# Conformation pet peeves



## Sonrise Farm (Sep 18, 2008)

Just wanted to know what annoyed you most with goat conformation . . . .I have a slight feeling I posted this before but not sure. . . .


----------



## toth boer goats (Jul 20, 2008)

you sure did it is ..........  ................post......."about Steep Rumps " you will find it on Page 2


----------



## KW Farms (Jun 21, 2008)

I absolutely hate when goats are not proportioned correctly...like when their head and neck are to big for the rest of their body.
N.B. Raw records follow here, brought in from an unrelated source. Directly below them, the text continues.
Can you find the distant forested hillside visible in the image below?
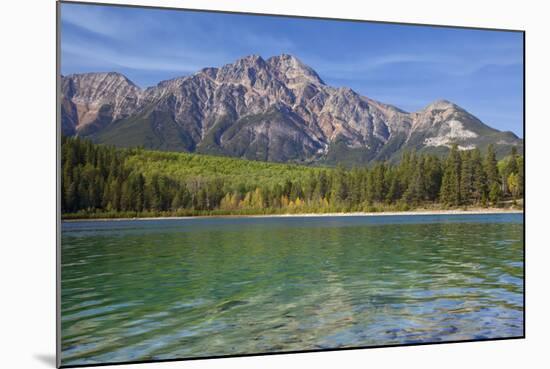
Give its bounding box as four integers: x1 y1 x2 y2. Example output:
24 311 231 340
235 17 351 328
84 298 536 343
61 137 524 218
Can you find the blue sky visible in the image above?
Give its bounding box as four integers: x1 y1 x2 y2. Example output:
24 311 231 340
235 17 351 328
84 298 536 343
61 3 523 137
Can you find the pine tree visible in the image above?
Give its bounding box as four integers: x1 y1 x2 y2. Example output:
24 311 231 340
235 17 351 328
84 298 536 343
441 145 461 206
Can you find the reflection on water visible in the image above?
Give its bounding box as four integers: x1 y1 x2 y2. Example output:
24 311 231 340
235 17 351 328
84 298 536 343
62 215 523 365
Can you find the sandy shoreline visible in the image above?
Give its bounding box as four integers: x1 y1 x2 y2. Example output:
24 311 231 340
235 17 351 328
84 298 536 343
62 208 523 222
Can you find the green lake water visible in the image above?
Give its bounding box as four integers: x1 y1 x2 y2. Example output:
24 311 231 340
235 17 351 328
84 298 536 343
61 214 523 365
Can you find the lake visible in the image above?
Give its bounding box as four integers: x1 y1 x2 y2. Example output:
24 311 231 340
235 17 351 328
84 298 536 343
61 214 524 365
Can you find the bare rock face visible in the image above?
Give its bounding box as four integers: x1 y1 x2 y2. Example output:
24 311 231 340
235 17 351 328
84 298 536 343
61 54 523 164
61 72 142 135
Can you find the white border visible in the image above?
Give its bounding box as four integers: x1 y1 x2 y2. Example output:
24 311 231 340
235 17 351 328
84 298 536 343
0 0 550 368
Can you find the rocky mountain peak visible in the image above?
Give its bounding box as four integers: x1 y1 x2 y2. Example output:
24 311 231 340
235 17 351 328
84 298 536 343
423 99 460 111
61 54 523 164
267 54 324 85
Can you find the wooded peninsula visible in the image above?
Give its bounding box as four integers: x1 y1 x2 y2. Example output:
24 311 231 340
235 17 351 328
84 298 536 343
61 136 524 219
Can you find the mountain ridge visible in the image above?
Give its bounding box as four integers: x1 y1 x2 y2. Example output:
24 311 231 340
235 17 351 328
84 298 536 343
61 54 523 165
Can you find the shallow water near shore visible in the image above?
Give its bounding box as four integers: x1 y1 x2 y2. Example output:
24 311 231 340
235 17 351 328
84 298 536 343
61 214 523 365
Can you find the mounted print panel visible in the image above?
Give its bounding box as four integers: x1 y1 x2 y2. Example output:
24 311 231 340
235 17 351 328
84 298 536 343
57 2 525 367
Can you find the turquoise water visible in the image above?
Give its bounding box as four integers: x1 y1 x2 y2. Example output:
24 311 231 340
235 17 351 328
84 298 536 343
61 214 523 365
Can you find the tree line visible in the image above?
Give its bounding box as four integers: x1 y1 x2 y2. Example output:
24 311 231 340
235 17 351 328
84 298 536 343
61 137 524 217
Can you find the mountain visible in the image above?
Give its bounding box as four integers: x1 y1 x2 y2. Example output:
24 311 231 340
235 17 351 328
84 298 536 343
61 54 523 165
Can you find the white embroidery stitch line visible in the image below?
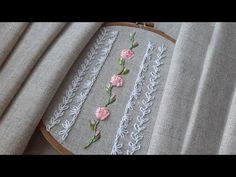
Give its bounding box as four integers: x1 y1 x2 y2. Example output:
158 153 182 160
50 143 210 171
111 42 155 155
46 28 119 131
58 31 118 143
127 45 166 155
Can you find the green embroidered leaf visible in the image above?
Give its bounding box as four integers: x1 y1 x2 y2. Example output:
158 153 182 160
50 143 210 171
109 98 116 104
119 58 125 65
89 120 96 131
129 32 136 41
93 132 101 143
121 68 129 75
132 41 139 48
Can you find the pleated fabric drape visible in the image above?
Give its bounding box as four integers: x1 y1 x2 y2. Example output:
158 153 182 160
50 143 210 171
0 22 236 154
0 23 101 154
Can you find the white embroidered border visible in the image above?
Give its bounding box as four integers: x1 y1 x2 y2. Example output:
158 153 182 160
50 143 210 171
46 28 118 131
58 31 118 143
111 42 154 154
127 45 166 155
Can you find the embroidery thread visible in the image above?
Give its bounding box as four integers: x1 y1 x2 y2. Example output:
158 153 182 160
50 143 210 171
58 31 118 143
111 42 155 155
84 33 139 149
127 45 166 155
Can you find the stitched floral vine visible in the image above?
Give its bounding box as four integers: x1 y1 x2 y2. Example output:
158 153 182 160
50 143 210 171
84 33 139 149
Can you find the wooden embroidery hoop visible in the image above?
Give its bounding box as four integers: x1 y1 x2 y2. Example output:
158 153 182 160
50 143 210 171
38 22 176 155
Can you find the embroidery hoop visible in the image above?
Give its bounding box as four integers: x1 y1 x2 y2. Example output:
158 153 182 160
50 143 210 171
38 22 176 155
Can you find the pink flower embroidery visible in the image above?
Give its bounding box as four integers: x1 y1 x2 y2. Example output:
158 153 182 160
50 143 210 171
120 49 134 60
96 107 110 120
110 74 123 87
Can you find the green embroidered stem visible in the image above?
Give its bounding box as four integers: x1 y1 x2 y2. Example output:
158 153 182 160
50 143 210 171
84 120 101 149
84 33 139 149
105 86 116 107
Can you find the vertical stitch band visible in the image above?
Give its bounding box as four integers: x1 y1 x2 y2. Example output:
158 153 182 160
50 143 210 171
46 28 118 131
126 45 166 155
58 31 118 143
111 42 154 155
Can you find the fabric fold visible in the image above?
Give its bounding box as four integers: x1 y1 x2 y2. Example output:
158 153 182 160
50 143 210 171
181 23 236 154
0 22 28 66
148 23 214 154
0 23 65 119
0 23 101 154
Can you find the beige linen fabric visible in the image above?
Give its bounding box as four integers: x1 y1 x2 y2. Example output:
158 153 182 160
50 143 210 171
0 22 28 68
0 23 236 154
0 23 101 154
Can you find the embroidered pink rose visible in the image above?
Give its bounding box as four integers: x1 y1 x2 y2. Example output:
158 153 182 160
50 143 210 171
120 49 134 60
96 107 110 120
110 74 123 87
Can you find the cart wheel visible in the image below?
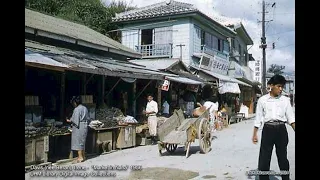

I also really dislike when their rear legs have no bend to them/ straight legged.... can't think of the word...I am so tired today! :ZZZ:


----------



## liz (Oct 5, 2007)

For me a peeve I have is when a goat looks NOTHING at all what the breed standard says it should be....and regardless of how it looks, the udder is my first focus.....nothing worse than milking a mini whose udder hangs in the bucket! Thankfully none of my girls do this, but I have seen minis with awful attachment.


----------



## hornless (Oct 5, 2007)

Steep rumps...and teats that point out! I hate that look.


----------



## artsy_farmgirl (Mar 1, 2008)

Perhaps it's picky, but I really don't care for wattles or oversized teats.. I also don't like steep rumps for the reputation of difficult kiddings.


----------



## SDK (Jun 26, 2008)

short tails are the biggest pet peeve i hae. i absolutely hate them


----------